# Sizing Main Disconnect For Control Panel?



## Voltshead (Mar 18, 2008)

I am looking for a quick rule of thumb when sizing the main breaker or fusing in control panels. Do you add up all the supplemental breakers and fusing and add 10% to get the main breaker size? All the components do not operate at the same time so the actual load will be much less than the sum of all the supplementary circuits. My back gound is stronger in control voltage, PLCs and VFDs. Power distribution is not my strongest point yet.


----------



## nolabama (Oct 3, 2007)

this may be a dumb question, but what is the control panel controlling? motors, lights, machines?


----------



## Voltshead (Mar 18, 2008)

I guess that would be a good thing to list. I have 8 each 1 HP frequency drives, 1KVA transformer, 480 to 24vdc power supply. The supply voltage is 480 3PH. I like using calculators to make designing move along faster. Do you have any suggestions for sizing breakers?


----------



## nolabama (Oct 3, 2007)

sorry; way, way out of my league. Unfortunately outside of the ability levels of the people i work around so i go to this place.


----------



## LGLS (Nov 10, 2007)

Voltshead said:


> I am looking for a quick rule of thumb when sizing the main breaker or fusing in control panels. Do you add up all the supplemental breakers and fusing and add 10% to get the main breaker size? All the components do not operate at the same time so the actual load will be much less than the sum of all the supplementary circuits. My back gound is stronger in control voltage, PLCs and VFDs. Power distribution is not my strongest point yet.

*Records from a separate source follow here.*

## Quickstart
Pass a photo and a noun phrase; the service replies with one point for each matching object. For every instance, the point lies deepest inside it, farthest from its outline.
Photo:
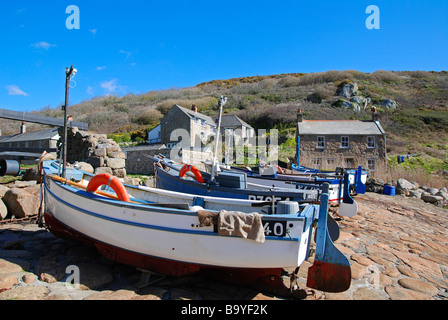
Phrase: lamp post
(70, 73)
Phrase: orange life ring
(194, 170)
(111, 181)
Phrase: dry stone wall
(103, 154)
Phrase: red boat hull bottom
(268, 280)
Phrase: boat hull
(172, 182)
(173, 235)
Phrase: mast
(221, 104)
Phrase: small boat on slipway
(179, 239)
(174, 176)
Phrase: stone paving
(397, 246)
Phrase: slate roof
(339, 127)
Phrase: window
(350, 162)
(371, 163)
(345, 142)
(316, 162)
(321, 142)
(370, 142)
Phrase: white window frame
(345, 144)
(371, 143)
(316, 162)
(371, 164)
(321, 142)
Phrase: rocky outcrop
(410, 189)
(348, 90)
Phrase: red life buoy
(111, 181)
(194, 170)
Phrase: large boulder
(404, 187)
(348, 90)
(389, 104)
(3, 210)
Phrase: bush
(386, 76)
(149, 117)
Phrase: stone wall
(103, 154)
(137, 161)
(333, 155)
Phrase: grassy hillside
(418, 126)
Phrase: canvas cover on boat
(234, 223)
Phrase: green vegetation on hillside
(418, 125)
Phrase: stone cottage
(232, 125)
(197, 127)
(327, 144)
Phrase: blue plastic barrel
(389, 190)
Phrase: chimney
(374, 114)
(299, 115)
(23, 128)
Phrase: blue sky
(137, 46)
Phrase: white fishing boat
(180, 238)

You size the main to protect the feeder, not the subsequent loads.


----------



## John (Jan 22, 2007)

Voltshead said:


> I am looking for a quick rule of thumb when sizing the main breaker or fusing in control panels. Do you add up all the supplemental breakers and fusing and add 10% to get the main breaker size? All the components do not operate at the same time so the actual load will be much less than the sum of all the supplementary circuits. My back gound is stronger in control voltage, PLCs and VFDs. Power distribution is not my strongest point yet.


2.1 amps per motor times 175% = 4 amp and use FRN-R-4 fuses for each motor. This times 8 = 32 amps, so fuse it for a 30 amp duel element time delay fused main panel disconnect. Make sure you ground the 24 VDC secondary.


Carry On!


----------



## davdug (Feb 5, 2008)

I would like to know what size disconnect for a resistive load bank rated for 500KW at 380 volt,3 phase,3 wire, 50hz, and 1.0 power factor. I'm thinking simple knife switch that is unfused.


----------



## HARRY304E (Sep 15, 2010)

davdug said:


> I would like to know what size disconnect for a resistive load bank rated for 500KW at 380 volt,3 phase,3 wire, 50hz, and 1.0 power factor. I'm thinking simple knife switch that is unfused.


 IDK if you will get an answer the thread is from 3 years ago:laughing:


----------



## davdug (Feb 5, 2008)

I beleive you're right. I'll try to post again.


----------